As social media tools like blogs, message boards, and video continue to grow in use and popularity across Corporate America, so too will the need to monitor and measure such platforms. Traditional web analytics alone, such as click throughs, page views, etc., will not be sufficient. At this time, no accepted standards on measuring social media exist. So, what, if any, benchmarks can be used to measure the impact of social media programs?
In exploring this topic, I came across an interesting Dow Jones white paper entitled, “Tracking the Influence of Conversations: A Roundtable Discussion on Social Media Metrics and Measurement.” Authors Jermiah Owyang of Podtech.net and Matt Toll of Dow Jones agree that there is “no universally agreed upon measurement metric, but a true need for identifying and defining multiple social media attributes that an organization can examine and consider as part of its strategy.”
Dow Jones conducted a roundtable with several social media thoughtleaders to discuss metrics, measurement and social media attributes. The group identified the following 11 social media attributes or metrics :
- traditional web analytics and activity
- community activation/call to action – meaning is there a response to messages?
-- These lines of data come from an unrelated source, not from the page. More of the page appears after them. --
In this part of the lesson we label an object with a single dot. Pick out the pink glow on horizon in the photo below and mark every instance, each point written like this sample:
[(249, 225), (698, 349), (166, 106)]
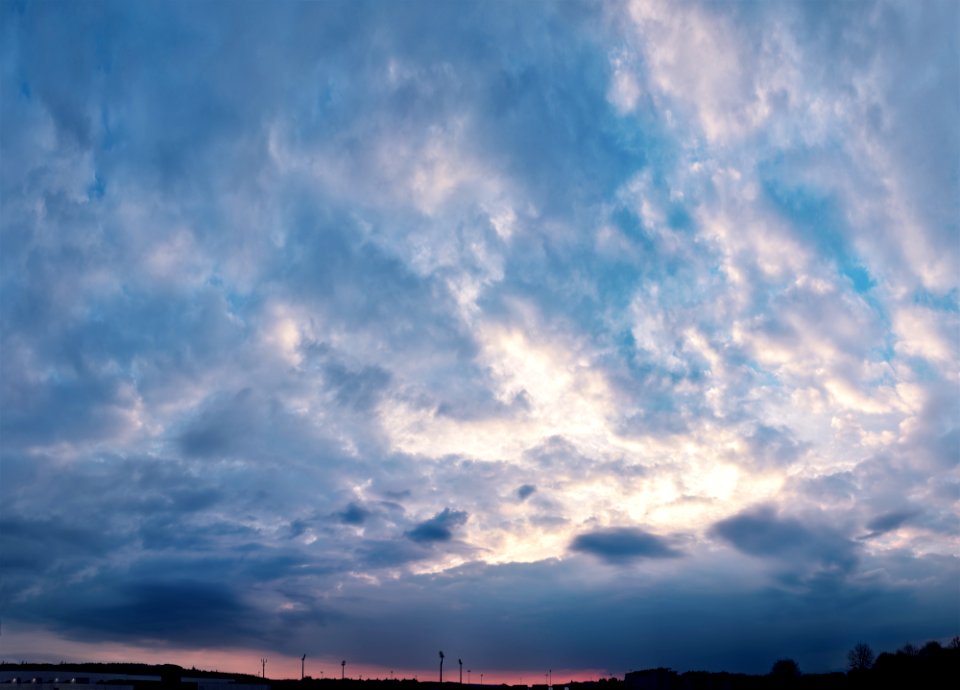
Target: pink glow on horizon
[(41, 647)]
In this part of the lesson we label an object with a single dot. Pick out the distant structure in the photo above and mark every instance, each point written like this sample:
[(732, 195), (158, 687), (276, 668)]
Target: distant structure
[(651, 679)]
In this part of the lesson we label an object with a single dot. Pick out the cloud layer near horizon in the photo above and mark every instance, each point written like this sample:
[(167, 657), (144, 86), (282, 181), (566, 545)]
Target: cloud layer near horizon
[(626, 332)]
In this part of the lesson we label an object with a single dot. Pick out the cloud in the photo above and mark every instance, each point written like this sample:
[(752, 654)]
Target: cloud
[(353, 514), (622, 545), (763, 532), (888, 522), (439, 528), (524, 491), (280, 282)]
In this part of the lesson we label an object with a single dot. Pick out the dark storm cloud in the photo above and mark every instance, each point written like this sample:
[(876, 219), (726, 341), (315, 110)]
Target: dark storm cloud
[(249, 256), (763, 532), (622, 545), (439, 528)]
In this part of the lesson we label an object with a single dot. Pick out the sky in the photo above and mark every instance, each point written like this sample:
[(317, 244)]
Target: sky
[(571, 336)]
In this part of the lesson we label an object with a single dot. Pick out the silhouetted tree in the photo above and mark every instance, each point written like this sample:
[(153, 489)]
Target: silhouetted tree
[(785, 668), (907, 650), (860, 658)]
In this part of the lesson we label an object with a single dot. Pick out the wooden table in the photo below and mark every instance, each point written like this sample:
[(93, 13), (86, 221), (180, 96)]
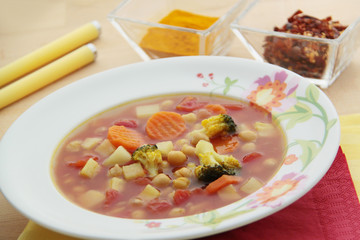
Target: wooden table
[(28, 25)]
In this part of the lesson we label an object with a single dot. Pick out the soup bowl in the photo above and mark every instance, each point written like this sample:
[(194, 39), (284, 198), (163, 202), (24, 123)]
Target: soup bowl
[(307, 117)]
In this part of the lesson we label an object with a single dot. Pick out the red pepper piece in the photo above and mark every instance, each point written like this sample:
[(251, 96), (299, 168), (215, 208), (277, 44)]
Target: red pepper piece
[(181, 196), (111, 195), (251, 156)]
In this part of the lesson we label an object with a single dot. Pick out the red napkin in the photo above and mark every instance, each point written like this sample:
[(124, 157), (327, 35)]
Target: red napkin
[(331, 210)]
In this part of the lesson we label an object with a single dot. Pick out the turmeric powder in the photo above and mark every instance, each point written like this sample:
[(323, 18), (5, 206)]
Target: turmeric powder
[(163, 42)]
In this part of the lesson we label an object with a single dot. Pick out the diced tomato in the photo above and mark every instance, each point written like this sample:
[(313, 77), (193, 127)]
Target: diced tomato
[(111, 195), (127, 123), (251, 156), (157, 205), (142, 181), (181, 196), (190, 104), (81, 162), (225, 144), (238, 106)]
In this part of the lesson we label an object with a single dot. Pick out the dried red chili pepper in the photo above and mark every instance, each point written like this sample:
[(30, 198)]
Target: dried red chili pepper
[(305, 57)]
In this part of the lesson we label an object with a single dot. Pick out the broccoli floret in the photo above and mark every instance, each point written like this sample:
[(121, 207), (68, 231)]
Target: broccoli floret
[(213, 165), (150, 157), (219, 125)]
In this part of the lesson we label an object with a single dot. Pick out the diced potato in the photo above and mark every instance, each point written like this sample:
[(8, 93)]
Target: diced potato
[(248, 147), (147, 110), (105, 148), (90, 143), (90, 169), (91, 198), (166, 104), (229, 193), (196, 137), (138, 214), (161, 180), (176, 158), (165, 147), (183, 172), (74, 146), (120, 156), (133, 171), (251, 186), (115, 171), (248, 135), (149, 193), (265, 129), (117, 184), (188, 150)]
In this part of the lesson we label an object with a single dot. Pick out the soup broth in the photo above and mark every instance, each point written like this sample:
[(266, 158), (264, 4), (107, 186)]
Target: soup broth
[(102, 165)]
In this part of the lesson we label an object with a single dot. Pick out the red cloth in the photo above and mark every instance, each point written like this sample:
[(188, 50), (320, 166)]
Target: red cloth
[(331, 210)]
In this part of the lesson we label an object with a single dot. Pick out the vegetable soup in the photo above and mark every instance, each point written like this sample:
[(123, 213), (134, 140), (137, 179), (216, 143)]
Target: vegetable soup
[(169, 156)]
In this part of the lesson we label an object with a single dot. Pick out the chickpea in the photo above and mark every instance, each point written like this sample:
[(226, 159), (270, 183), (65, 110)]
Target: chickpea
[(176, 158), (248, 135), (181, 182), (195, 137), (183, 172), (203, 113), (161, 180), (166, 104), (248, 147), (188, 150), (181, 142), (189, 118), (176, 212)]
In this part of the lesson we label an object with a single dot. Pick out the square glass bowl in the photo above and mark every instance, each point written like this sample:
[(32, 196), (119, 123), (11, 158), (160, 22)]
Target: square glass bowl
[(318, 59), (138, 22)]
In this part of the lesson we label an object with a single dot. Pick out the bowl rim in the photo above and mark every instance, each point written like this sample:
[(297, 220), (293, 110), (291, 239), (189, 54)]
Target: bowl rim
[(202, 60)]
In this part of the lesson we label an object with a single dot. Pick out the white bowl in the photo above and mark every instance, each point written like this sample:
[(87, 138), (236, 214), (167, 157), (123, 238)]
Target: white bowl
[(307, 116)]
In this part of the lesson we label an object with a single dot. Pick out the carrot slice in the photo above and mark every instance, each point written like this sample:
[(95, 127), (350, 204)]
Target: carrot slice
[(165, 125), (221, 182), (216, 108), (126, 137)]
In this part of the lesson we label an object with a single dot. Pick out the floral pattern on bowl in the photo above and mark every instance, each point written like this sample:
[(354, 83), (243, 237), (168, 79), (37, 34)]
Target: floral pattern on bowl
[(308, 118)]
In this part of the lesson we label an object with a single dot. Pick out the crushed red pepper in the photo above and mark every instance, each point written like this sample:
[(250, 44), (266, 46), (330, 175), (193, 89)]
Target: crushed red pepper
[(305, 57)]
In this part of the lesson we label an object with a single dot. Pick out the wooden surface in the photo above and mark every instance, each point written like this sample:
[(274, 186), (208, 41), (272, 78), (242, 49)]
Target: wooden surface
[(28, 25)]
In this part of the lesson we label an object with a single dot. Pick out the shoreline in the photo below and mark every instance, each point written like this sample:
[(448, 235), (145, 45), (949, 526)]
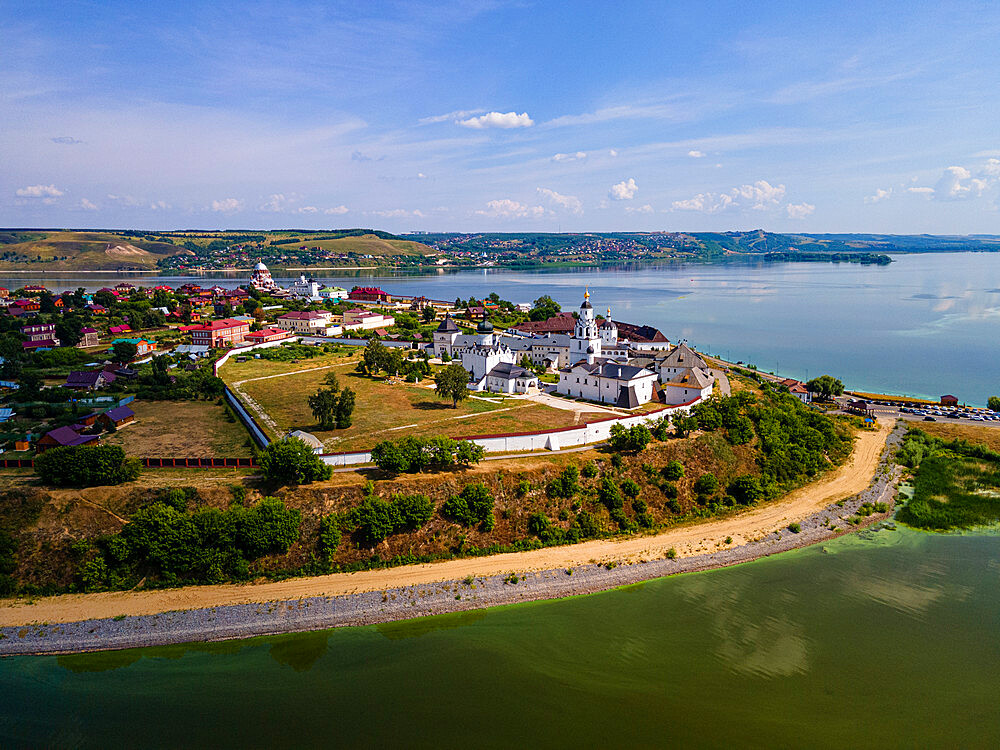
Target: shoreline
[(408, 596)]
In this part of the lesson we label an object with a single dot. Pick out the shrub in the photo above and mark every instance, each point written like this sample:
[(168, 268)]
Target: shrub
[(86, 466), (629, 439), (630, 488), (610, 495), (473, 505), (566, 484), (292, 460), (705, 486), (673, 471)]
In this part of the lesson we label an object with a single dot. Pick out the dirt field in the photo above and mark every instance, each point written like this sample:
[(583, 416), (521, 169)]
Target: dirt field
[(382, 411), (181, 428)]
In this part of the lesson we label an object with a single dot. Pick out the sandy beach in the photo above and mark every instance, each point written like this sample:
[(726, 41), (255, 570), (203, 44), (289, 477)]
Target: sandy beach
[(596, 565)]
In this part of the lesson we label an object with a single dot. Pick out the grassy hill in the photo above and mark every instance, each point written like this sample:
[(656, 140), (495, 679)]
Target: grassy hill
[(47, 250)]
- “conversation index” – a simple ratio between blog posts and comments-plus-trackbacks
- demographics – understanding who is responding to messages
- influential ideas – meaning the intensity or velocity of the idea or message over time
- participation and engagement – referring to the stimulation of discussion or responding and acting on a message or idea
- relationships and connections – meaning influence within a specific niche-type community
- sentiment/tone – whether positive, negative or neutral
Of the above attributes, participants in the Dow Jones roundtable placed the highest value on the “participation and engagement” metric. Engagement is seen as a tangible, measurable metric. It occurs when the recipient not only responds to a message, but acts on it as well. There is depth to the participation or conversation as visitors interact with the content. As Owyang and Toll add, “it is not just a question of whether they visited a given Web site or read a blog, but how long did they linger there? What else did they read? What does the clickstream look like?”
The ability to identify key attributes that are important to an organization will serve as the foundation for any social media strategy. To be effective, companies will need to not only identify the key attributes and metrics, but develop and execute a plan to monitor and measure those attributes. As Owyang and Toll write, “for corporations serious about tracking their “return on influence” – that is, not just standard “ROI” but a broader, more long-term, lasting return – in social media and the blogosphere, being able to measure, track and compare results is a requirement of determining next steps and strategy.